While completing his studies at Princeton, Levit has conducted policy research at the local, state, national and international levels, working on site and remotely with Jed Herrmann, vice president for state and federal policy implementation at Results for America; U.S. Rep. Kendra Horn of Oklahoma; and U.S. Sen. Michael Bennet of Colorado. He also worked as a research assistant for New York Times reporters Nicholas Kristof and Sheryl WuDunn.
Levit has engaged with political campaigns for New Jersey Gov. Phil Murphy, the Oklahoma House Democratic Caucus, Oklahoma Rep. John Waldron, former Oklahoma representatives Scott Inman and Joe Dorman, and local candidates in Tulsa.
“He’s really bright, really sharp, exceptionally hardworking,” said former Oklahoma Rep. Scott Inman, who has worked with Levit since he was a volunteer on state campaigns in high school. “I think he’s a perfect fit for the scholarship. The program will allow him to hone his skills even better.”
Levit is a member of Wilson College, one of Princeton's six residential colleges. He has served as an Orange Key tour guide, an undergraduate fellow of the James Madison Program, and a board member of the Center for Jewish Life and Chabad. He was president of Princeton Perspective Project, which helps ease the transition of first-generation and low-income students to college life through combating the notion of effortless perfection.
He also is founder and president of “What Has Me Thinking,” a biweekly newsletter focused on long-form journalism.
Caleb Visser of Williamsburg, Virginia, is a concentrator in politics with a focus on international relations. He is pursuing certificates in African studies and Latin American studies.
The cadet company commander of Princeton's Army ROTC and a distinguished military graduate, Visser will commission as a military intelligence officer in the U.S. Army upon graduation. He hopes to explore how development issues influence international security.
“Understanding development as national security, I want to foster solutions that serve the two,” Visser wrote in his personal statement. “Beijing becomes the perfect learning environment to explore these geopolitical issues, as China continues to expand its economic influence in the developing world through policies and institutions like the Belt and Road Initiative, the Asian Infrastructure Investment Bank, and the New Development Bank (BRICS).”
Visser was part of a PIIRS (Princeton Institute for International and Regional Studies) Global Seminar at the African Leadership University in Pamplemousses, Mauritius, focusing on African modernities. Before starting his academic studies at Princeton, he participated in the Novogratz Bridge Year Program engaged in service and living with a homestay family in Dakar, Senegal.
Visser has interned for U.S. Africa Command. He was a research assistant at the Global Research Institute of the College of William and Mary, and also served as a legislative research intern for Veterans Campaign during the 2018 congressional midterm elections through Princeton Internships in Civic Service. He currently is a research fellow for the Wilson School's Innovations for Successful Societies program.

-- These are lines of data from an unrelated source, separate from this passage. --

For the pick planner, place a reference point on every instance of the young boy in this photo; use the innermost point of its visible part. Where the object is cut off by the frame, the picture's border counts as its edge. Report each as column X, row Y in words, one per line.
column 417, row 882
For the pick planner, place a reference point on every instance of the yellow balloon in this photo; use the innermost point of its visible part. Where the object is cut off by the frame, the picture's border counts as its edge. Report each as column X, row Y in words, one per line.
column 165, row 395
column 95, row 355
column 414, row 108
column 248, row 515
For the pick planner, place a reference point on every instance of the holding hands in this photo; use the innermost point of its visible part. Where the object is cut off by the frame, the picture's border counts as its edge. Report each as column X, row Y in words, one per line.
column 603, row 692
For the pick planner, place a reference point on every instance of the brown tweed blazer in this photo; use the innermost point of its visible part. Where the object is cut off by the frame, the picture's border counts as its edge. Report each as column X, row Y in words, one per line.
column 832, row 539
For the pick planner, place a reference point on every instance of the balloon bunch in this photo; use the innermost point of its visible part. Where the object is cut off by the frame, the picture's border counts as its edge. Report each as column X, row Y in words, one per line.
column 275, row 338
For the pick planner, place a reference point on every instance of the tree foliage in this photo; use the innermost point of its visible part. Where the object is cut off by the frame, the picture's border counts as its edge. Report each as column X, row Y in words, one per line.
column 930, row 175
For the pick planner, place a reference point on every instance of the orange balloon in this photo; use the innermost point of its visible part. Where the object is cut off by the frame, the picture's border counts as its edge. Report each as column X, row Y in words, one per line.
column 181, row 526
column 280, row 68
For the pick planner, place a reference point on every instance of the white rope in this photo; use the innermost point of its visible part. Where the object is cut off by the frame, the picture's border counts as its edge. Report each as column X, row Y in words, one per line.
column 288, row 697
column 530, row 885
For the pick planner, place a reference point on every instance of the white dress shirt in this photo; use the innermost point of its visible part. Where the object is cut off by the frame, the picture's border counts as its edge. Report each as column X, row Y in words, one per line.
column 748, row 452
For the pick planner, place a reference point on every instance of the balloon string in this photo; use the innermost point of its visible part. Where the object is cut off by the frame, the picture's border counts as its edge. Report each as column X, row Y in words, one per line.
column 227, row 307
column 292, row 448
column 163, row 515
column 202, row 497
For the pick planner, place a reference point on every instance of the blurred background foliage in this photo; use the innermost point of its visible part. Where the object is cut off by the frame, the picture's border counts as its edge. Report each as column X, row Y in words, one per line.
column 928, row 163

A residential college adviser at Wilson College, Visser was a student coordinator for Princeton’s Vote100 campaign and served as chair of the campus and community affairs committee of the Undergraduate Student Government, managing Communiversity Arts Fest in 2018 and 2019.
He is a recipient of the Paul E. Sigmund Scholar Award, Superior Cadet Award, and the Robert L. McLean ’52 Award for Leadership and Citizenship.
“Caleb is willing to shoulder the logistical and sometimes mundane burdens to create opportunities for others to use their voice,” said Thomas Dunne, deputy dean of undergraduate students. “He builds these initiatives to ensure that all can participate regardless of their ideological position, and is sensitive and attentive to the viewpoints of others, even those in opposition to his personal views. I am so excited to see how his leadership continues to evolve, both in the Army and the career in public service that will undoubtedly follow.”